April 29th, 2004 at 7:06 pm
hi im calmed now thanks for the outlet let me know how you are. we can talk about tranquil streams and rivers distant birds bathing next to water falls beautifull!
May 17th, 2004 at 11:07 pm
Started on pagemaker, taught Q for years, and switched to InDesign as soon as I could. NEVER going back.
The killer for me was when I called Q to buy it for the lab at my public high school. They wanted SEVEN THOUSAND DOLLARS for a license. I calmly explained that this was more than my entire budget for two years. The helpful, cold and unsympathetic person on the phone explained that I could buy a lab pack for only $3,000, but I wouldn’t be able to buy upgrades. I finally said OK and she sent me SIX PAGES of paperwork to fill out, including my course outlines, to prove I merited this huge educational discount. Oh, and there was one more thing…I was supposed to install plastic ‘dongles’ on each and every machine in order for Q to work…
I called Adobe and they beat the price. I spent about 20 minutes looking through the program and I was up and running in InDesign. I especially love teaching it to adults who are used to Quark and Pagemaker. As I go through its well-thought-out features, it’s like giving them a series of presents, and the ooohs and aaahs are music to my ears. It has a few bugs, but Adobe upgrades, REALLY upgrades, often, and they listen and fix things. I called tech support a few months and got a great guy who spent almost half an hour with me, free.

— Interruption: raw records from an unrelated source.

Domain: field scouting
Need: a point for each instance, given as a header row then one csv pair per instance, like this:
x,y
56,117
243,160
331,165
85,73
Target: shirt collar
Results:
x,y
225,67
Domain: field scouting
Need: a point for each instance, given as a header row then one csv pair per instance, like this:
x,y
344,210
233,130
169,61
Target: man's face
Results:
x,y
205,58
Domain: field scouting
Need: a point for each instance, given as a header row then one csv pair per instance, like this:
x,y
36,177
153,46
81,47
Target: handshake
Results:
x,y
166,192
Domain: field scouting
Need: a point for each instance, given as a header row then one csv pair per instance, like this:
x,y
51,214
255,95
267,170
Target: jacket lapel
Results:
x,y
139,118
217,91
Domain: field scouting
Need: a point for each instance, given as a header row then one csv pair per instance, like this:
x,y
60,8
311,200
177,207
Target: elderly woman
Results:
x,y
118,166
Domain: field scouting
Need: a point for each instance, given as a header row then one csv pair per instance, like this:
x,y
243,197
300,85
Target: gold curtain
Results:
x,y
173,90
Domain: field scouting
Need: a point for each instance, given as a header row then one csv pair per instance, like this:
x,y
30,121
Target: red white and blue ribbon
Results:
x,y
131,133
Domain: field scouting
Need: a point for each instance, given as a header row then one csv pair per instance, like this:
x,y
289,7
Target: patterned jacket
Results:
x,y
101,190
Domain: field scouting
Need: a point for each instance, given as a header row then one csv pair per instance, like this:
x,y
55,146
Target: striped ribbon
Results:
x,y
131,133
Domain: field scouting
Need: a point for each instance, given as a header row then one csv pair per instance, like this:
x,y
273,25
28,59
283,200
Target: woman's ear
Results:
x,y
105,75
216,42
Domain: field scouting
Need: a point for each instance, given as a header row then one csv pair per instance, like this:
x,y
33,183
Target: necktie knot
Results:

And by the way, if you haven’t upgraded to the CS version of InDesign, it has some really worthwhile features. It’s a much better beast than version 2.
Quark is now paying for their arrogance and stupidity (a tabs window that covers your entire document and isn’t re-sizeable, and then three years later, they upgrade and don’t fix it…even stooopid ol’ microsoft word uses a palette for tabs instead of a window. What a no-brainer!)
The only feature I miss is jabberwocky, a short-lived way to create your own placeholder text in several flavors.
Glad so many others share my total fed-upness with Q
August 14th, 2004 at 5:23 pm
As a tech in a the Worlds largest commercial printing firm let me say this….Quark 4 is solid, dependable, and works well…..soooooo now we have Quark 6 and yes indeed it truly blows….2004: the year Quark died!
August 24th, 2004 at 10:54 am
I work at a printshop that refuses to spend any money. Therefor, i’m still running OS8 on some of these computers. I have only Quark and Pagemaker to choose from, and will choose quark each and every time. I have never had any problems with quark, and can make pdfs with no problem and have never had it crash on me or mangle a job. Perhaps it’s my soothing trackball skills.. i do not know. Because my boss refuses to put any money into this department, we have to either turn away Indesign jobs, have them redo it it pagemaker or quark or send us a hi res pdf in color seps. My problem, since I started, has been with the stupid blue and white G3’s that are as old as I am and sometime resemble stephen king’s christine… I need an old priest and a young priest… I hve indesign at home, and do prefer it, but unfortunately, i dont’ work at home, i work here… in hell.